Dopo alcuni giorni, il giovane partì per quel paese. Studiò le varie discipline: la matematica, le scienze, la religione, la lingua del luogo, la storia, l’educazione civica, ecc. ecc. Finiti gli studi, ritornò al suo villaggio e andò dal re per ringraziarlo. Il re gli chiese di metterlo al corrente di tutto. Dopo aver ascoltato pazientemente il giovane, il re gli disse: “Cosa ti ha colpito di più durante il tuo soggiorno?”. Lo studente dopo un po’ di esitazione rispose: “Sire nel paese qui vicino vanno tutti con le stampelle!”. Il re disse: “Da che mondo e mondo qui vanno tutti senza stampelle, adesso tu sostieni che nel paese qui vicino tutti usano le stampelle. Dunque anche da noi si può fare lo stesso?". "Sire, io ne sono un diretto testimone oculare e posso dare prova di ciò". Siccome in quel periodo vi era mancanza di lavoro, il re colse l'occasione di far costruire, a coloro che non avevano impiego, delle stampelle da distribuire a tutti. I sudditi furono contenti dell’iniziativa che il re aveva preso e andarono sotto il balcone della reggia dove solitamente costui si affacciava. Dopo che si fu affacciato, lo ringraziarono in coro: "Lunga vita al re". Il re fece chiamare immediatamente il giovane e lo nominò suo consigliere. Dopo non molto tempo quel re morì e, dopo alcuni secoli, si ripresentò un analoga situazione in cui era coinvolto un giovane re, suo discendente. Un altro giovane andò dal re e gli fece la medesima richiesta: quella di voler andare a studiare in un altro paese. Il re fu propenso a soddisfare le sue esigenze. Il giovane si cimentò nello studio di tutte le discipline e poi tornò a casa. Fu interpellato dal re e gli riferì la cosa più importante che aveva capito. "Nel regno qui vicino, " affermò, " tutti vanno senza stampelle."

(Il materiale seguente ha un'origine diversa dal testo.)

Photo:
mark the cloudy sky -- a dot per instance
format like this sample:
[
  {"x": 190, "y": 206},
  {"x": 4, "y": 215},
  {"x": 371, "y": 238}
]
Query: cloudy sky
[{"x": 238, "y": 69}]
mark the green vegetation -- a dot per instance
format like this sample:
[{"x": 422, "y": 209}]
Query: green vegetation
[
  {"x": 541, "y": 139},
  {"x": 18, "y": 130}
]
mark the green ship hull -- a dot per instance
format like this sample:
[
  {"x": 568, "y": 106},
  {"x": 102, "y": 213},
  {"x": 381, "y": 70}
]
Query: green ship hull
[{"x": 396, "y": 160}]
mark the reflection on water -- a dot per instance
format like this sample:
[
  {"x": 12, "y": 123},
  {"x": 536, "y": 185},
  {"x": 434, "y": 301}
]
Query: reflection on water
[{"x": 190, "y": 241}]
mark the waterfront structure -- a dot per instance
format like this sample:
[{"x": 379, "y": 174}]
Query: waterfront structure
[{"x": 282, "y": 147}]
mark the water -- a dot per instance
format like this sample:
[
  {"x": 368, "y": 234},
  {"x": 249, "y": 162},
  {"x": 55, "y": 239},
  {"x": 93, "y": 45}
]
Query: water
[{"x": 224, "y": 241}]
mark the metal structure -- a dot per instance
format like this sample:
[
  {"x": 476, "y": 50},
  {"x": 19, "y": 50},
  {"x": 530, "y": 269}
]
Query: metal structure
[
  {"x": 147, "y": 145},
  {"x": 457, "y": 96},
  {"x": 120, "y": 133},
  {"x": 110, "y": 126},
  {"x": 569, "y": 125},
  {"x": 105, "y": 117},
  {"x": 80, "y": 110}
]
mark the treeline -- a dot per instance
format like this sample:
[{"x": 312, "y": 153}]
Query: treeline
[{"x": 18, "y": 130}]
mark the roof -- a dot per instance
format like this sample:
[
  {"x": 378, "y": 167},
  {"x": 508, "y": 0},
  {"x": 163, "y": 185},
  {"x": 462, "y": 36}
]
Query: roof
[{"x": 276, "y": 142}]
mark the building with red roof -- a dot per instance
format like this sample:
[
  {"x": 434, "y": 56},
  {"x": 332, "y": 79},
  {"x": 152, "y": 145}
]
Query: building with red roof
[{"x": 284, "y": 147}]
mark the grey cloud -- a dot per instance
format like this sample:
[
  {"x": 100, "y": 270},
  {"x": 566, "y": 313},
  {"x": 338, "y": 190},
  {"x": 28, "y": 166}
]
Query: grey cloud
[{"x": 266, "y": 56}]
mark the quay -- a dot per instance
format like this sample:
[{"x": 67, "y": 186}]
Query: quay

"Da che mondo e mondo qui si va con le stampelle. Adesso vieni tu a dirmi tali cose?".

"Sire, io la sfido. Le dimostrerò che si può andare senza stampelle."

"Osi sfidare il re, ragazzo? Ebbene domenica, dopo i giochi, darai dimostrazione di ciò che dici. Ma bada che, se non ci riuscirai, sarai messo in carcere per le tue affermazioni malsane."

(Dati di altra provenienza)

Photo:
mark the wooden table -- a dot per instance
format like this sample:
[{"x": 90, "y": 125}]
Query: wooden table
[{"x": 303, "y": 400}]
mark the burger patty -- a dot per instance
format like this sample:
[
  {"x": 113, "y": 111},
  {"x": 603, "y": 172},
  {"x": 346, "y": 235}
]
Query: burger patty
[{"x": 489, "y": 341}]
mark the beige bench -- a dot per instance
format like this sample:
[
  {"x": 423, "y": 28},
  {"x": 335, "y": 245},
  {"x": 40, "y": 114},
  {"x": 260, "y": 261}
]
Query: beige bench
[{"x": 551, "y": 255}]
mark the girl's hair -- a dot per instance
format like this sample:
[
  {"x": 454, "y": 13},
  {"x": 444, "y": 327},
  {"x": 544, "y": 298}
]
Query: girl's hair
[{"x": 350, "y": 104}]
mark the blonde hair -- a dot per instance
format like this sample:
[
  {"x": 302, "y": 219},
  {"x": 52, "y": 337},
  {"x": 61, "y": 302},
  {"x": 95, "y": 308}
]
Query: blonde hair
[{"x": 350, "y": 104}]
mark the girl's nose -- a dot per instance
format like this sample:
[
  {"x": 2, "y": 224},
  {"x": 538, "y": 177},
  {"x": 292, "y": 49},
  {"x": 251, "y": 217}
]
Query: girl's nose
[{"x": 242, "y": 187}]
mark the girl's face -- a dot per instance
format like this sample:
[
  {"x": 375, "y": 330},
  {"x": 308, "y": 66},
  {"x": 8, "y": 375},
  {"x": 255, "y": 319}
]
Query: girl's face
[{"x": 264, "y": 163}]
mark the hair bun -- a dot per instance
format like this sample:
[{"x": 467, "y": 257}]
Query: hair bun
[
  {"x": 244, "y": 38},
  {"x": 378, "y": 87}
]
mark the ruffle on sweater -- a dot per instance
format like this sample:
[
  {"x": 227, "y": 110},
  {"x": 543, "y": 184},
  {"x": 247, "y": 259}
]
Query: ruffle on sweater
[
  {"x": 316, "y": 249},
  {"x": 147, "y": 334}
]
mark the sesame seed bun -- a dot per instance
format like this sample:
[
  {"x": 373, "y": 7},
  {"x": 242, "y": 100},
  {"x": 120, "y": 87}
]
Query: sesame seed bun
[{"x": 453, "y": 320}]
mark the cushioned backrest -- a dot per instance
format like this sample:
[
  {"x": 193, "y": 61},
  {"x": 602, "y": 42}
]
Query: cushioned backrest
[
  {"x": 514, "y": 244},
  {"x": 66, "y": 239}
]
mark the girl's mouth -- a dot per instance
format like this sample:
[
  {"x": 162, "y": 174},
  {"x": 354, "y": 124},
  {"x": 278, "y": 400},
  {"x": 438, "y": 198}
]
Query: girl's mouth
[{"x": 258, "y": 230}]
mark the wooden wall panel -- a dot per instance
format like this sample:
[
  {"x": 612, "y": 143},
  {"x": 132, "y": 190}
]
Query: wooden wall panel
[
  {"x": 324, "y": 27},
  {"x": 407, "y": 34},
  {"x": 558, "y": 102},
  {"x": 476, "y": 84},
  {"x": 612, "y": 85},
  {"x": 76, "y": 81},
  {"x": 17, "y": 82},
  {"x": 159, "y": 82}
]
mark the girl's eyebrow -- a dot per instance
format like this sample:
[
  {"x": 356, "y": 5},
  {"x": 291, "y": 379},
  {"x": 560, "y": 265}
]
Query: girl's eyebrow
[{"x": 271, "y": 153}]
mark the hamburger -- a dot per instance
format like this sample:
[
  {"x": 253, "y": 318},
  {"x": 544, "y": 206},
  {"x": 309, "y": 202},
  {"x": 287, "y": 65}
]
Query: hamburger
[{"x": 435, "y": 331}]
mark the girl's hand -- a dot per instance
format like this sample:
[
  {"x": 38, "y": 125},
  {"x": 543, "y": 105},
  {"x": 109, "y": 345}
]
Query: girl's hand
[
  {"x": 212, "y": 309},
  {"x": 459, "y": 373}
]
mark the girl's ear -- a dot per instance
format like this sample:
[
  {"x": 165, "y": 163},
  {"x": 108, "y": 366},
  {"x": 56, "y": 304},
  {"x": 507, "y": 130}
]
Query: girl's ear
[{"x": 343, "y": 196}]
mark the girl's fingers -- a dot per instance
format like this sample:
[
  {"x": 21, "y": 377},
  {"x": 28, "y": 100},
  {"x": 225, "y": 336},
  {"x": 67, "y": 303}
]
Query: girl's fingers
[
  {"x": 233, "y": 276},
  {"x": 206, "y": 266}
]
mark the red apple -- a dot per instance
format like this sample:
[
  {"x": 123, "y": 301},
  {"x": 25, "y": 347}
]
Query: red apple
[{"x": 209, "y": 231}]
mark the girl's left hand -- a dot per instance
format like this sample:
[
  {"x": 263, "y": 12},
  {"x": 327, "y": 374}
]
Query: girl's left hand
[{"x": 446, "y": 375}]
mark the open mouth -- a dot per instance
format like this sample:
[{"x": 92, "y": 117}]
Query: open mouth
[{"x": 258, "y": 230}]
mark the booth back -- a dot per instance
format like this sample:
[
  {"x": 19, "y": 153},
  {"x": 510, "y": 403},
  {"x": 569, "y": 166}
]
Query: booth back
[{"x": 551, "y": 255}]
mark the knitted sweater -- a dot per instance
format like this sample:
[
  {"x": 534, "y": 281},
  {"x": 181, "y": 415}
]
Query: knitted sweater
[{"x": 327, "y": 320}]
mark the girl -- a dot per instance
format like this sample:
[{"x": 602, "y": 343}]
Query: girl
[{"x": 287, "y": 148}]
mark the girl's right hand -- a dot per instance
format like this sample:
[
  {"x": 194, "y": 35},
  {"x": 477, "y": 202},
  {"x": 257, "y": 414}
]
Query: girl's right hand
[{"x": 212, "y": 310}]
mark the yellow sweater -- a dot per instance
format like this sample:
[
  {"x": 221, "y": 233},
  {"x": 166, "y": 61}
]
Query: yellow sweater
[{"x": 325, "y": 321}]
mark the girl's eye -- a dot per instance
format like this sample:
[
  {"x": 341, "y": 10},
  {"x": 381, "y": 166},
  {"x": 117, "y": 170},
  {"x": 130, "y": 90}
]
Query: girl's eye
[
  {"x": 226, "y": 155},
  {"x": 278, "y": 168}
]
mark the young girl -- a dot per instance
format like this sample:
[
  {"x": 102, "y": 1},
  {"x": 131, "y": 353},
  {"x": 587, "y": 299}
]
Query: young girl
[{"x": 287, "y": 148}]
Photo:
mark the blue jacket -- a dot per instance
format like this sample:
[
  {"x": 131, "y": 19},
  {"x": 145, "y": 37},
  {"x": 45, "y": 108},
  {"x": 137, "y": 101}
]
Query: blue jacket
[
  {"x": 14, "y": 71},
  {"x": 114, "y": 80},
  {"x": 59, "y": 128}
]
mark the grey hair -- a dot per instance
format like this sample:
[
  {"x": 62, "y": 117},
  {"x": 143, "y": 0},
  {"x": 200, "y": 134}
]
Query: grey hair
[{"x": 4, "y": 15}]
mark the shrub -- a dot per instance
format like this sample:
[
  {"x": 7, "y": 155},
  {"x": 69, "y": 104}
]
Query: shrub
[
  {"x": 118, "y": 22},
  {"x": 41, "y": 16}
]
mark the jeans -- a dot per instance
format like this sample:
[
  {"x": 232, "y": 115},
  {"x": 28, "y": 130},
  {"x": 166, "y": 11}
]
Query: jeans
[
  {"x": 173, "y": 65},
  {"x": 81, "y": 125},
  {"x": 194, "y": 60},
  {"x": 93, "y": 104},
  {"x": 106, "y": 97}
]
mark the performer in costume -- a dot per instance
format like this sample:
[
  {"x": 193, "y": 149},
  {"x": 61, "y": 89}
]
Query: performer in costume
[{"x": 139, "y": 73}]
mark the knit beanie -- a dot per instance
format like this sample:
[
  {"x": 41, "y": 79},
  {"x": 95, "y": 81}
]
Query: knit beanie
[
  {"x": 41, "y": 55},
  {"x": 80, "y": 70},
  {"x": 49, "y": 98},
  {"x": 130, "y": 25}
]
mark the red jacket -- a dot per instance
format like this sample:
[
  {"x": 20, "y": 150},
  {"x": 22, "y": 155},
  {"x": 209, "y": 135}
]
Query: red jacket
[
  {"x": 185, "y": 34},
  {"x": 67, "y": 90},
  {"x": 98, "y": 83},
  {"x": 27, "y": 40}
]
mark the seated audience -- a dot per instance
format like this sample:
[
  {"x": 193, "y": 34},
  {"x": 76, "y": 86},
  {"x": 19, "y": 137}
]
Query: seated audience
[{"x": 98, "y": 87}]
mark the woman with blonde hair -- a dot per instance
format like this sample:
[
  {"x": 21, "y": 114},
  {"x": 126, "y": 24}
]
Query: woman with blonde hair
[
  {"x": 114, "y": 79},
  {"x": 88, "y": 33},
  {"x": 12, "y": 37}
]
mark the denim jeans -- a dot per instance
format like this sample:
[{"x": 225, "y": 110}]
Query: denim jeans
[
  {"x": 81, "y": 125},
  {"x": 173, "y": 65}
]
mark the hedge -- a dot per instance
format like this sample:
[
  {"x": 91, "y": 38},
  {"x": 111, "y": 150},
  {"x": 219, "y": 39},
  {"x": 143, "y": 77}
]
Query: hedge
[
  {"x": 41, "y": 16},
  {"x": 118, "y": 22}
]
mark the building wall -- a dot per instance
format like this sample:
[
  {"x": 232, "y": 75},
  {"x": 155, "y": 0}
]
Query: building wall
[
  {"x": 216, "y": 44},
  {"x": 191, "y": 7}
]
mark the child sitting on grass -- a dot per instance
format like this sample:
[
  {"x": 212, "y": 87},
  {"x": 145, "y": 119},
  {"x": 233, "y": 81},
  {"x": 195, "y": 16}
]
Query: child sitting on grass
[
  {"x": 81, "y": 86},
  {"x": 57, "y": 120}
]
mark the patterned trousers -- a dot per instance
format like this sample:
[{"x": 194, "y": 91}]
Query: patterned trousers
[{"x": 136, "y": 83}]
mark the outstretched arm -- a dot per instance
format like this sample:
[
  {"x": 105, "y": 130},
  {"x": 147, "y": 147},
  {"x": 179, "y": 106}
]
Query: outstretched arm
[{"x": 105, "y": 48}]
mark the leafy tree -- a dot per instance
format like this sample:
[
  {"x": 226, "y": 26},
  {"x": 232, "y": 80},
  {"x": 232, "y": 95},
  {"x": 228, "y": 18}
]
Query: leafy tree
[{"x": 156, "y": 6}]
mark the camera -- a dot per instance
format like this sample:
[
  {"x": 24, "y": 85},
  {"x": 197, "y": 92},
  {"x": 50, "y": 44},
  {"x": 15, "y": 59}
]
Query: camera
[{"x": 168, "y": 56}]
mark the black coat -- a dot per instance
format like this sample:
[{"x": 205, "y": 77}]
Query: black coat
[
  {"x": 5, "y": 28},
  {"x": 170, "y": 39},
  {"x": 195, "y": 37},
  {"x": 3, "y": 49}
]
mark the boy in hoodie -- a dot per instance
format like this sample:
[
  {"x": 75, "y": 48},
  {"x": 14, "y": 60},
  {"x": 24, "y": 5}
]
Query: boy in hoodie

Giunse così il giorno stabilito. Dopo la giostra, fu disteso il tappeto; il giovane cominciò a dirigersi con le stampelle verso il trono del re. Prima che iniziasse la dimostrazione furono suonate persino le trombe.

Cammin facendo egli prese una stampella e la gettò verso gli uomini e questi fecero: “OOOH!”, meravigliandosi, come per dire:" Non è possibile!"

Stette quasi per cascare a terra, ma facendosi coraggio e dicendo a se stesso: "Ci devo riuscire", si appoggiò alla sola stampella rimasta. A questo punto si alzò in piedi e facendosi forza su quella che aveva, dopo aver ripetuto a se stesso: "Devo dimostrare che si può camminare senza stampelle", prese la stampella e la lanciò verso le donne e i bambini. Tutti gli spettatori si meravigliarono. Dopo breve tempo cadde a terra, forse preso dall’emozione o da qualche timore.

Allora il re battè le mani e ad un suo subalterno disse di fare incarcerare subito quel giovane, il quale, preso da un certo orgoglio o da quant’altro, lo aveva voluto sfidare.

Caro lettore, oltre ad offrire a te l'occasione per riflettere sulle stampelle, ti offro una chiave di lettura che è questa: qualsiasi elemento che è utile o inutile, necessario o non necessario potrebbe essere individuato come stampella. Ad ognuno si da la possibilità di poterlo usare o meno secondo le proprie esigenze, purché non si rimanga frustrati o depressi per l’impossibilità di farlo o non farlo.